Most people who run their first Rock Paper Scissors tournament say the same thing afterward: it was easier than they expected and the crowd was louder than they expected. That combination is why people keep doing it. A well-run RPS event has a kind of energy that's hard to explain until you see it. Strangers get genuinely invested in a match that takes twenty seconds.
The format question is the first one worth thinking through. Single-elimination moves fast and builds tension because every match matters immediately. Round-robin is better if you want everyone to get more playing time and the outcome to feel earned over a series of matches rather than decided in a single unlucky throw.
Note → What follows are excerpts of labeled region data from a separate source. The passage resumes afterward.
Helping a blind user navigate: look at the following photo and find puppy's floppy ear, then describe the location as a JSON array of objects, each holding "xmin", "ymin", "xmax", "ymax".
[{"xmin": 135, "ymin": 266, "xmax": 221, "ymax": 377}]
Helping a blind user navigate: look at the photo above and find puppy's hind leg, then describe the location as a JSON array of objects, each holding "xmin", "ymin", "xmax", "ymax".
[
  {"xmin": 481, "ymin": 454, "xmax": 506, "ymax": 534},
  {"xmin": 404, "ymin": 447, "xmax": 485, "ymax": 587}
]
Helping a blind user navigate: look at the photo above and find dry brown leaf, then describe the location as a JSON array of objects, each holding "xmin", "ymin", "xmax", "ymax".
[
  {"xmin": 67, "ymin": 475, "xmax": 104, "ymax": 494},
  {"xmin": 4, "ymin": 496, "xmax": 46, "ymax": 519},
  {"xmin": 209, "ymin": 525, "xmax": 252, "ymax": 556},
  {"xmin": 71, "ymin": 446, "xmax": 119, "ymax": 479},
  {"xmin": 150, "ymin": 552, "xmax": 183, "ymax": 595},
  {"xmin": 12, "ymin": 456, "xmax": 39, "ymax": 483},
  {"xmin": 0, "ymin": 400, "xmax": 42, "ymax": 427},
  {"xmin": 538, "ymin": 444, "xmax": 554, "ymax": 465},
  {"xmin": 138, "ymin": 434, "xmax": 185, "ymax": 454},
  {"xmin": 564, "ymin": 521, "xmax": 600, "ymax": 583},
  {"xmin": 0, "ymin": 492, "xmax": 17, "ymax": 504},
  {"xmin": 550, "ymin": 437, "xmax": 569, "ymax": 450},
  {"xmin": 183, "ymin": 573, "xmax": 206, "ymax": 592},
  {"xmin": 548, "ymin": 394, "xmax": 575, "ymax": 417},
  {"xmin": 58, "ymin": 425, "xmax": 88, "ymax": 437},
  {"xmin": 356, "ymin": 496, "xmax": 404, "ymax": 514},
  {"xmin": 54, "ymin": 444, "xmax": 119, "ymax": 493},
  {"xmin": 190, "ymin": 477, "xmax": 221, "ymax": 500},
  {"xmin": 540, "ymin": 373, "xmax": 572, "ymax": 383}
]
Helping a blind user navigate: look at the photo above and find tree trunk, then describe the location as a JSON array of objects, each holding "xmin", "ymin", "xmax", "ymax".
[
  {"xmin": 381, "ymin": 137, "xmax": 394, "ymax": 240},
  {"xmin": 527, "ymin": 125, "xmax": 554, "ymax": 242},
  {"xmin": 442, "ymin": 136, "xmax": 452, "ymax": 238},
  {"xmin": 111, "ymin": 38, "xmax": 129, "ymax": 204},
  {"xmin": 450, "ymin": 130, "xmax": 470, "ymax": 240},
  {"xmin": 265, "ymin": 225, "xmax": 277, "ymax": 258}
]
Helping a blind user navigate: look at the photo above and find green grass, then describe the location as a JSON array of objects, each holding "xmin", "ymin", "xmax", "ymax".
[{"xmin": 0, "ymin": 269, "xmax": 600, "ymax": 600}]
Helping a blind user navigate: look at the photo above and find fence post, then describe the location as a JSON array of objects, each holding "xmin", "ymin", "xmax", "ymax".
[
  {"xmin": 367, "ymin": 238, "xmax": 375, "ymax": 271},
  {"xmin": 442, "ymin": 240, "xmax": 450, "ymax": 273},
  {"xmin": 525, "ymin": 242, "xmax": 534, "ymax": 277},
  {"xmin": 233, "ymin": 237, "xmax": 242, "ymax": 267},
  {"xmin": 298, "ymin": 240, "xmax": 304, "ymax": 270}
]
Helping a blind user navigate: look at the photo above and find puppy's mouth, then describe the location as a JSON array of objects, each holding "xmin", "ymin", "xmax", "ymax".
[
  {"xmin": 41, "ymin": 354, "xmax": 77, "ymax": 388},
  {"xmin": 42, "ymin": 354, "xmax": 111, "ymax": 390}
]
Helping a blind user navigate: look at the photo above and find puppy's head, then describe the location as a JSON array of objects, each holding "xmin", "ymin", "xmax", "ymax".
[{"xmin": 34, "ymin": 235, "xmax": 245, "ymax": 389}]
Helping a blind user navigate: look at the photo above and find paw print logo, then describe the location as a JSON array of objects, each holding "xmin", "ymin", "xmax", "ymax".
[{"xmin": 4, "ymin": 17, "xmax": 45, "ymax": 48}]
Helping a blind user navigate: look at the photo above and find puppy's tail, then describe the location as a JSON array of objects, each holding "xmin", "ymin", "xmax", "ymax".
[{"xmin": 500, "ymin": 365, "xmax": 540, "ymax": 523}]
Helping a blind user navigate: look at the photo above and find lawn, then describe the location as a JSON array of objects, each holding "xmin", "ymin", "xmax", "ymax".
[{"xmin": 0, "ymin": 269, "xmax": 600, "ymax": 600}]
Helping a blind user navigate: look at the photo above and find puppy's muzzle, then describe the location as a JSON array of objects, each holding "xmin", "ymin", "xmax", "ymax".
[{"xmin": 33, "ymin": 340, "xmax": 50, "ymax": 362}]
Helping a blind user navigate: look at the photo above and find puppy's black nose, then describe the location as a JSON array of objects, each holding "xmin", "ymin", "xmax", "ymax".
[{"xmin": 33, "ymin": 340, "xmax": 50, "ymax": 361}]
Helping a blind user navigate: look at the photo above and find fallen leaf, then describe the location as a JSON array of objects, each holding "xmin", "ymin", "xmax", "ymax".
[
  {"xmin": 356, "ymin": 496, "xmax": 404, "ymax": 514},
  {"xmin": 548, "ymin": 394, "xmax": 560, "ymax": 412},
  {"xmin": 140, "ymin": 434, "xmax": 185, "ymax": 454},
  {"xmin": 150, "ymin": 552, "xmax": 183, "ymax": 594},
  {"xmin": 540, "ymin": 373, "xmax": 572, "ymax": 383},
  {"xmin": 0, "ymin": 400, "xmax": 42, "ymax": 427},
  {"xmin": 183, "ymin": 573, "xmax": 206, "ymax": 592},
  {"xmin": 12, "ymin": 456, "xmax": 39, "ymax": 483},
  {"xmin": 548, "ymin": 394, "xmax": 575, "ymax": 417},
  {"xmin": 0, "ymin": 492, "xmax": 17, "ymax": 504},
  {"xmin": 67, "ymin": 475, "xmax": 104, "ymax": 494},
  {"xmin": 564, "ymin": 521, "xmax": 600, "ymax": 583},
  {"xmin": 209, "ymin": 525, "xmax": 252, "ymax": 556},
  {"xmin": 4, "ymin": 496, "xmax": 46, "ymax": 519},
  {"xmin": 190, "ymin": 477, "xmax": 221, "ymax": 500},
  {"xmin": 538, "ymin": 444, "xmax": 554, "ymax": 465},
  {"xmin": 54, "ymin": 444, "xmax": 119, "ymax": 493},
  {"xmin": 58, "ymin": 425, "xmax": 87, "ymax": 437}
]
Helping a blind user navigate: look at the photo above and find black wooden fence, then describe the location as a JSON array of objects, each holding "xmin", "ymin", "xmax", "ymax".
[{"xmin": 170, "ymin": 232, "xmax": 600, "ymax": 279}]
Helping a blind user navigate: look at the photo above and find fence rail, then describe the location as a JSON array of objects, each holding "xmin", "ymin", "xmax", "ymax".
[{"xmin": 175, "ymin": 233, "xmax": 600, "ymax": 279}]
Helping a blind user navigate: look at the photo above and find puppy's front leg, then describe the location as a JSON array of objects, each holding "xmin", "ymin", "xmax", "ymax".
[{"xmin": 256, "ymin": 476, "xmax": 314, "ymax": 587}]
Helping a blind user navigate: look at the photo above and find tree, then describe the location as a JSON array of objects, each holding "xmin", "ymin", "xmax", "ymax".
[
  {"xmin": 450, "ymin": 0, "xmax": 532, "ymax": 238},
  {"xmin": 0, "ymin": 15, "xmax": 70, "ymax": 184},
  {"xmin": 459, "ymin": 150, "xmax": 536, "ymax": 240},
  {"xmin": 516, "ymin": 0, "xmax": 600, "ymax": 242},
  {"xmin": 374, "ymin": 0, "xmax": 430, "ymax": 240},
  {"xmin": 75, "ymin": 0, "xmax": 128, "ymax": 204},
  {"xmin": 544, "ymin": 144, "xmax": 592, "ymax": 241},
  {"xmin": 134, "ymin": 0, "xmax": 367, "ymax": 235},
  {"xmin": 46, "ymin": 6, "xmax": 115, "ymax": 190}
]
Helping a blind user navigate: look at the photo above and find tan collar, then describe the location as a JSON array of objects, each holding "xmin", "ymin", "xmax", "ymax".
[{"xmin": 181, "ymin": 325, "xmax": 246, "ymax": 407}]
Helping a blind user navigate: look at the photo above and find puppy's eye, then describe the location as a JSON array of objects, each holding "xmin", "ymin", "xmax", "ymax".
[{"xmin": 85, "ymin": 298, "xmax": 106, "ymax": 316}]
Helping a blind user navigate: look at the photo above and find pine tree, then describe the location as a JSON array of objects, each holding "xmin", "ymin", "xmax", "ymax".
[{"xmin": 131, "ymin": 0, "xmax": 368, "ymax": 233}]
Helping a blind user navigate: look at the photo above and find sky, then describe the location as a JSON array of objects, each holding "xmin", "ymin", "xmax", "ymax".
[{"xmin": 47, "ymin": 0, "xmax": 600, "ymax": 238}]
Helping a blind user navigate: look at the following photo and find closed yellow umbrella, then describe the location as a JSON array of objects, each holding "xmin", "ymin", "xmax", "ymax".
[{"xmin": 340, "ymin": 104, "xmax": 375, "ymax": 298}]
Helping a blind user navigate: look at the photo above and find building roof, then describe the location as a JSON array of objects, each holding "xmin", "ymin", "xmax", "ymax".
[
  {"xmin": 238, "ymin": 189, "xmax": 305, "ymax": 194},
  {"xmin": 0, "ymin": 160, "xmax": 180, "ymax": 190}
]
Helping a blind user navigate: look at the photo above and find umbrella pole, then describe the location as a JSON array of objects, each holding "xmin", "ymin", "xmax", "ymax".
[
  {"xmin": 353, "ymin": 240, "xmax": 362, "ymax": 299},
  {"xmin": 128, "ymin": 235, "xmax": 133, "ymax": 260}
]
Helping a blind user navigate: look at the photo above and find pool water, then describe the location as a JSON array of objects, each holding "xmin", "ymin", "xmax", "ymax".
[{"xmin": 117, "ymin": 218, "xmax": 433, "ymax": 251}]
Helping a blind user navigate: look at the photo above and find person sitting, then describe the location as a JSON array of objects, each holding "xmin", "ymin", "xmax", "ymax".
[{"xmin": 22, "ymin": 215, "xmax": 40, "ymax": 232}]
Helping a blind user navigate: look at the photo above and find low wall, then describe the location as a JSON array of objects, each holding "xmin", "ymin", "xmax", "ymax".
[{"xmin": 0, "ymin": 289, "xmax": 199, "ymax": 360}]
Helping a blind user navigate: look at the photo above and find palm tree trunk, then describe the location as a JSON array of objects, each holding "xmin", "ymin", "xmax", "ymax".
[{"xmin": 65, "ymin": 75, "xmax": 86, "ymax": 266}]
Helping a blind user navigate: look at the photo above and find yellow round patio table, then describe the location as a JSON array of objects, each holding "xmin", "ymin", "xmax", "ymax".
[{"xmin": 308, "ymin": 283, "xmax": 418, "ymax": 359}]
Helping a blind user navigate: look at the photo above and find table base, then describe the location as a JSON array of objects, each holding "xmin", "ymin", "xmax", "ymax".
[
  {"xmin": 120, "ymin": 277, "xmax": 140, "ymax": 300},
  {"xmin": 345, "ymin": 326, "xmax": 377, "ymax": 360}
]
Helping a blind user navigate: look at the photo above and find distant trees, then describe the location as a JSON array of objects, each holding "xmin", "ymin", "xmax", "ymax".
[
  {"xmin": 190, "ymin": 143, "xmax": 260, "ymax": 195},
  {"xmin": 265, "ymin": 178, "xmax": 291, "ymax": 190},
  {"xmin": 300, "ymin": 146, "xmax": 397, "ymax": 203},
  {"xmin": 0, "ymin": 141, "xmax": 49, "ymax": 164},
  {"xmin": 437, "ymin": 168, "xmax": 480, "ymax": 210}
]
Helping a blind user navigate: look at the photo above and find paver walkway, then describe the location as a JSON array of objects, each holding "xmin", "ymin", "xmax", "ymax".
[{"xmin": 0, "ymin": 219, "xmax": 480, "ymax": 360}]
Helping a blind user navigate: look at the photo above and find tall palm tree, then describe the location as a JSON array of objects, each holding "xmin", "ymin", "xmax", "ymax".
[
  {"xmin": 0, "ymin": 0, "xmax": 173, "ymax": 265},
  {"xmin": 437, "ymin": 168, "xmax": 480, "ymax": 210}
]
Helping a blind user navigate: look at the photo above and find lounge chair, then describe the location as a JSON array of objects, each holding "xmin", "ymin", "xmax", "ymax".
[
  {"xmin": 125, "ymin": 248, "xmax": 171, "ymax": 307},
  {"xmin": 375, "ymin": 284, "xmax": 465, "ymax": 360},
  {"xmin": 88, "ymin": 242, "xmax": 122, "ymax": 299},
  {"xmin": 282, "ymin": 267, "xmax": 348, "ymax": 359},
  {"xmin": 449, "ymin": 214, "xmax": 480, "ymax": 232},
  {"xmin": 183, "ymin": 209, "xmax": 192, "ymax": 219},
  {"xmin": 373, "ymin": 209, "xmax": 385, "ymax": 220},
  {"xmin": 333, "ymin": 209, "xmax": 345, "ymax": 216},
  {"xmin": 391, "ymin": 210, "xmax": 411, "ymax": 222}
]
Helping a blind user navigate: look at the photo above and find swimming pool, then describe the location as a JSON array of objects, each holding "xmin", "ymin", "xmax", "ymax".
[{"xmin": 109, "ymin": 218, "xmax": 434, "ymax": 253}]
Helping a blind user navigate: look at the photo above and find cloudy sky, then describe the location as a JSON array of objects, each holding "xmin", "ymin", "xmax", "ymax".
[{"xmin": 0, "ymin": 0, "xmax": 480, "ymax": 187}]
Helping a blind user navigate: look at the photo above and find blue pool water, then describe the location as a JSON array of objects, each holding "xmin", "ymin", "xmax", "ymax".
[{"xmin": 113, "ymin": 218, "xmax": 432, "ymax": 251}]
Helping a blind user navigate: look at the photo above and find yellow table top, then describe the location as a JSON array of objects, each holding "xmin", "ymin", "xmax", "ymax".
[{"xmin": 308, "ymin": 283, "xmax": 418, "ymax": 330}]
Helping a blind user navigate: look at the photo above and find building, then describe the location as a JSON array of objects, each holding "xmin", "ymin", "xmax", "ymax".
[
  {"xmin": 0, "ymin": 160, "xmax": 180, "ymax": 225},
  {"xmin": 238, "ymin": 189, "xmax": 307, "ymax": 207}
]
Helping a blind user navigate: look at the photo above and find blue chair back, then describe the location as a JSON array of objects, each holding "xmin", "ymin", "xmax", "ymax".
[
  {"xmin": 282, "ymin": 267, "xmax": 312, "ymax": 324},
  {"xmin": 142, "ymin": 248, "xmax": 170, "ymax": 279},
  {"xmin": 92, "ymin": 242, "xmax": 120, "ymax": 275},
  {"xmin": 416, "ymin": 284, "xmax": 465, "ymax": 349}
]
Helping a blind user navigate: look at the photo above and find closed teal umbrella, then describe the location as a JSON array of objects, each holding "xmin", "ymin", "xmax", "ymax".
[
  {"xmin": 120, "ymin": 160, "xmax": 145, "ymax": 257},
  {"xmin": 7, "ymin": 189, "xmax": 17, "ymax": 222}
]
For a first event, single-elimination with a best-of-three or best-of-five format keeps things moving and finishes in a reasonable time.
The bracket itself doesn't need to be complicated. Eight or sixteen players is the sweet spot for a casual event. Eight players means roughly six total matches across three rounds, which takes under an hour including delays. Sixteen is still manageable and gives you a bigger pool of participants. Seeding isn't necessary unless you know the skill levels in advance. For most informal tournaments, a random draw is perfectly fine and sometimes more fun.
Space and timing matter more than people assume. You want enough quiet that players can hear the cadence count clearly, and you want a table or hard surface for a referee to stand at. Outdoor events work but wind and ambient noise can create disputes over what was thrown. The actual throw has to be simultaneous on the count of three. Use "rock, paper, scissors, shoot" if that's the regional custom. Either way, you need someone whose job is to watch both hands at the same time and make the call when it's close.
The thing that kills a tournament isn't cheating or disputes. It's downtime. Keep rounds moving, have the bracket visible so people know what's coming, and don't let winners sit idle for long. If you're running a small event, someone with a phone and a photo of the bracket is more than enough to track results in real time.
You don't need prizes to make it worth playing. But if you want to add stakes, a small prize for the winner and something for everyone who participates tends to keep the room invested through later rounds. People stay for the drama when they feel like the event was run fairly and the competition was real.